There is, however, a strong petrol smell in the river at Culver’s Island and I thought that the surface of the lake at Corbet Close had a slight sheen to it. There were ducks and moorhens in the water there though.
I’m afraid that I am away for the next few days – so will not be able to continue with my monitoring. I hope that there are no further problems.
All, I am pleased to confirm that our monitoring run this morning indicated that Dissolved Oxygen (DO) levels have returned to normal at around 85-90% throughout the river. Although pockets of foam are still present these are dispersing. We will be undertaking a further monitoring run at 2pm this afternoon after which we hope to be able to stand down on site staff. Again, thanks for your help. Barrie Neaves, Area Base Controller, Kent & South London, Environment Agency.

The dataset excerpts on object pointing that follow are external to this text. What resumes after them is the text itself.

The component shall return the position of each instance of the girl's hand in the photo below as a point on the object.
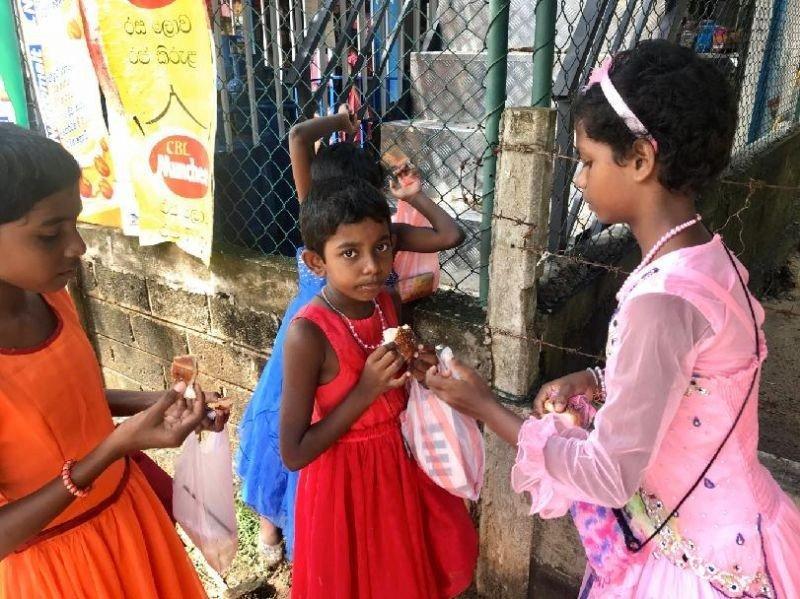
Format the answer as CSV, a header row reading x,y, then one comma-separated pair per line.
x,y
406,182
380,371
462,388
424,359
553,396
353,123
164,424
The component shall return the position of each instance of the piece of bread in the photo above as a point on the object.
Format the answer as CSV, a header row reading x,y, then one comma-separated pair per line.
x,y
184,369
405,340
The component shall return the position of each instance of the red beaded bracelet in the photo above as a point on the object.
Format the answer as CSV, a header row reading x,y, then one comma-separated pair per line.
x,y
66,477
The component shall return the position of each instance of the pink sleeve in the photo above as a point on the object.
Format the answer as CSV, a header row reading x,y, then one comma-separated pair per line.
x,y
646,379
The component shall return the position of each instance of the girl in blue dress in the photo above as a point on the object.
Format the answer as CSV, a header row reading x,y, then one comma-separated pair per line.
x,y
267,486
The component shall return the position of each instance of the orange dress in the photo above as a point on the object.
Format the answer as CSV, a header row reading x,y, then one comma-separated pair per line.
x,y
53,408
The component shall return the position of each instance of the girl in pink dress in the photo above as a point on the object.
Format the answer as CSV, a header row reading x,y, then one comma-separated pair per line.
x,y
675,443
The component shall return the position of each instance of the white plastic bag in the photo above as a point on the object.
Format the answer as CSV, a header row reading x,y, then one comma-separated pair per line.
x,y
202,500
447,445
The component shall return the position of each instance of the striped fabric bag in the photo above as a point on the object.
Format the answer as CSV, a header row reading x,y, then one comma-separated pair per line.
x,y
447,445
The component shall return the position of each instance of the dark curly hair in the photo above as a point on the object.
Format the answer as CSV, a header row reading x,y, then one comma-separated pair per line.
x,y
32,167
335,202
686,104
346,159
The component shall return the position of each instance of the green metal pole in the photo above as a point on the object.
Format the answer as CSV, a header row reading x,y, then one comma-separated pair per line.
x,y
495,102
544,44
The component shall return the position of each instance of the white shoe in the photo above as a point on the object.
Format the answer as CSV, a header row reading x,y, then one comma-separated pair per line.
x,y
272,554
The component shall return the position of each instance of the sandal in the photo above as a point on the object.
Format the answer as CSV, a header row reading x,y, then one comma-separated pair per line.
x,y
272,554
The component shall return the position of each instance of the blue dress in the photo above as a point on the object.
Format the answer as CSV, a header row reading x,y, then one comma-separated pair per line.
x,y
267,486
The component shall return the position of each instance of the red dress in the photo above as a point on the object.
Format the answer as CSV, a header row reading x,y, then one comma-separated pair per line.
x,y
369,522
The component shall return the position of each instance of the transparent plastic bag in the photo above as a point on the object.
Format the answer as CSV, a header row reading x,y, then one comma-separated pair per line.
x,y
202,499
447,445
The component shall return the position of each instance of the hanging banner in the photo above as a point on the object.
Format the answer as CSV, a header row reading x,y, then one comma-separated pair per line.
x,y
13,105
68,97
155,62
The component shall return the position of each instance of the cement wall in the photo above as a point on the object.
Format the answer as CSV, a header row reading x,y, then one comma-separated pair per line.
x,y
144,305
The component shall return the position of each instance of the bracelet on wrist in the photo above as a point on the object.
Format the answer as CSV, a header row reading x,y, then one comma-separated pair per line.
x,y
66,478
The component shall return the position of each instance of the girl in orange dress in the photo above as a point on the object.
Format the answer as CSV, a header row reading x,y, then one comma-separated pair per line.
x,y
77,518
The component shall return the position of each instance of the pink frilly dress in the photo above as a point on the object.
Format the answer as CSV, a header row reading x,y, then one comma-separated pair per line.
x,y
680,359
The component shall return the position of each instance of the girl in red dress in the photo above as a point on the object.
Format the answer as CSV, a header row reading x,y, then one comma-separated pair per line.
x,y
369,523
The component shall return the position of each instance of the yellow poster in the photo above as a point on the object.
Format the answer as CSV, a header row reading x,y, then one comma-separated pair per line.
x,y
68,98
155,62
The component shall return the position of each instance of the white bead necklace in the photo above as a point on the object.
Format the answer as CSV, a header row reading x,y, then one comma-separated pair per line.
x,y
666,238
366,346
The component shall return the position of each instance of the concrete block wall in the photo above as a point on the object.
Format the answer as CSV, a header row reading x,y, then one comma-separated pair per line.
x,y
141,306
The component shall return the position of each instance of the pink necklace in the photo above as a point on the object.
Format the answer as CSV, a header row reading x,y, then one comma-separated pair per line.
x,y
669,235
366,346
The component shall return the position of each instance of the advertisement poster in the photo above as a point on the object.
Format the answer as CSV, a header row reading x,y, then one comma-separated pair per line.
x,y
155,63
13,105
68,97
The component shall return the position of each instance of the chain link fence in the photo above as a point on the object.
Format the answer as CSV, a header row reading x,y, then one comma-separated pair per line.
x,y
416,71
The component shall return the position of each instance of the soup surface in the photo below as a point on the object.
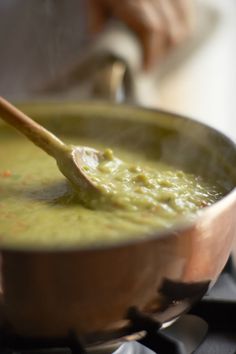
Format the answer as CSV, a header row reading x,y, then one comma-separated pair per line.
x,y
39,207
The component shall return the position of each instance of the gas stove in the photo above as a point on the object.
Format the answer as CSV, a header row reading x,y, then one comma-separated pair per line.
x,y
209,327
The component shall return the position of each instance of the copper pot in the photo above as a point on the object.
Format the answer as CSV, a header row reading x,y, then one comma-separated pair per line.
x,y
102,292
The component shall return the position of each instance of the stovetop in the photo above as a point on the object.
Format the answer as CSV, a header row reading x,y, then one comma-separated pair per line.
x,y
209,328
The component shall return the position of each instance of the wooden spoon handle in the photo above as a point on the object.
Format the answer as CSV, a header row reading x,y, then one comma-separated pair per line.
x,y
34,131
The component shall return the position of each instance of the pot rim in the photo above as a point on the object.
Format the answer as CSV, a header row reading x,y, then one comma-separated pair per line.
x,y
180,227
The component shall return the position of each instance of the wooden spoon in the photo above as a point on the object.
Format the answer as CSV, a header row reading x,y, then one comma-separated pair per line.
x,y
73,161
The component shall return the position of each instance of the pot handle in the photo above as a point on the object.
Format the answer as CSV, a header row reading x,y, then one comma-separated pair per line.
x,y
112,82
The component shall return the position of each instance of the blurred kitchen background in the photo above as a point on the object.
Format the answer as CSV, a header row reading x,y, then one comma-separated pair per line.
x,y
46,53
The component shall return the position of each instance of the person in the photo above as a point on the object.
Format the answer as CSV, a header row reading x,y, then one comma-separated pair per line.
x,y
159,24
46,36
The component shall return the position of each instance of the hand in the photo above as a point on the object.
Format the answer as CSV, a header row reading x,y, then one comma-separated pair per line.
x,y
159,24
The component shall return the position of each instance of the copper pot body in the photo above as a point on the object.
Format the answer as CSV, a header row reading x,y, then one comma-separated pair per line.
x,y
97,292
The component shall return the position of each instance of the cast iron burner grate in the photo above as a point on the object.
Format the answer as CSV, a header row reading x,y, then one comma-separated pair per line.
x,y
160,342
183,337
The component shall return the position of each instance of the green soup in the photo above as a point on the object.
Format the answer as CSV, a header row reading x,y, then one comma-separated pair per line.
x,y
39,208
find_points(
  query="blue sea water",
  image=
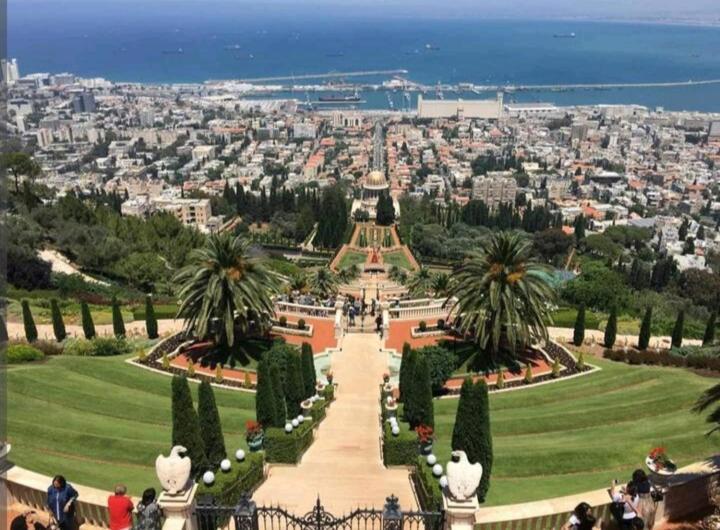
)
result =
(129, 42)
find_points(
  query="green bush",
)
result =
(400, 450)
(243, 477)
(97, 347)
(427, 486)
(23, 353)
(284, 448)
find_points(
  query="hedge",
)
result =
(427, 487)
(23, 353)
(243, 477)
(284, 448)
(400, 450)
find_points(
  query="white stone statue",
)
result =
(463, 478)
(173, 471)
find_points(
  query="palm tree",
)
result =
(708, 399)
(503, 295)
(421, 283)
(323, 282)
(441, 283)
(223, 289)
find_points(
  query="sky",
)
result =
(628, 9)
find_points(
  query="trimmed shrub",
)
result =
(284, 448)
(210, 426)
(23, 353)
(87, 322)
(709, 335)
(528, 374)
(266, 410)
(644, 336)
(150, 318)
(471, 432)
(579, 330)
(28, 322)
(308, 369)
(58, 324)
(243, 477)
(676, 339)
(118, 323)
(427, 486)
(186, 425)
(611, 329)
(400, 450)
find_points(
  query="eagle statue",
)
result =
(173, 471)
(463, 477)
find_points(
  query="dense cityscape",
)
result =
(353, 297)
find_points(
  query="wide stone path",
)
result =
(344, 464)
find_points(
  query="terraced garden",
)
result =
(99, 420)
(578, 435)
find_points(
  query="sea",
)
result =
(161, 41)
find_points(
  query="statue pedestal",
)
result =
(178, 509)
(460, 515)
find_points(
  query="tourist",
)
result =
(148, 511)
(26, 521)
(646, 506)
(625, 507)
(61, 501)
(120, 508)
(581, 518)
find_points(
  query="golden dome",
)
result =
(375, 179)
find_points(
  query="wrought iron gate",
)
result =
(248, 516)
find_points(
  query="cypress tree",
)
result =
(150, 320)
(407, 365)
(88, 325)
(279, 395)
(579, 331)
(186, 426)
(29, 322)
(709, 336)
(266, 409)
(644, 337)
(678, 330)
(58, 324)
(472, 429)
(419, 405)
(308, 365)
(210, 426)
(118, 323)
(294, 386)
(611, 329)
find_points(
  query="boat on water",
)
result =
(340, 98)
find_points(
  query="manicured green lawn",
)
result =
(397, 258)
(578, 435)
(350, 258)
(100, 421)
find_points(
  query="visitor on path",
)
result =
(148, 511)
(120, 508)
(581, 518)
(61, 501)
(625, 507)
(26, 521)
(646, 505)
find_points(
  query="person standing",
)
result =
(61, 501)
(148, 511)
(120, 508)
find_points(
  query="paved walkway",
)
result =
(344, 464)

Barrie, thanks for this confirmation! At 1pm today the river at Hackbridge was running clear again with only the tiniest flecks of foam – still with a slightly burnt / sooty smell, but nowhere near as pungent as yesterday. Fish also appeared to be feeding above and below the surface.
Many thanks to all who have helped us track the river’s progress through this incident. The next Wandle Piscators’ full-catchment riverfly monitoring session will take place on Sunday 9 October, so we may be able to pick up any deeper impacts then…
As reported. Large clumps of foam at Goat Bridge breaking up and running down by the ‘Cottages’. Although the smaller fish appeared to be feeding there was a noticeable absence of the larger fish seen in this particular part of the river. Further up the river (the industrial estate) no noticeable foam until the waterfall churned it up again.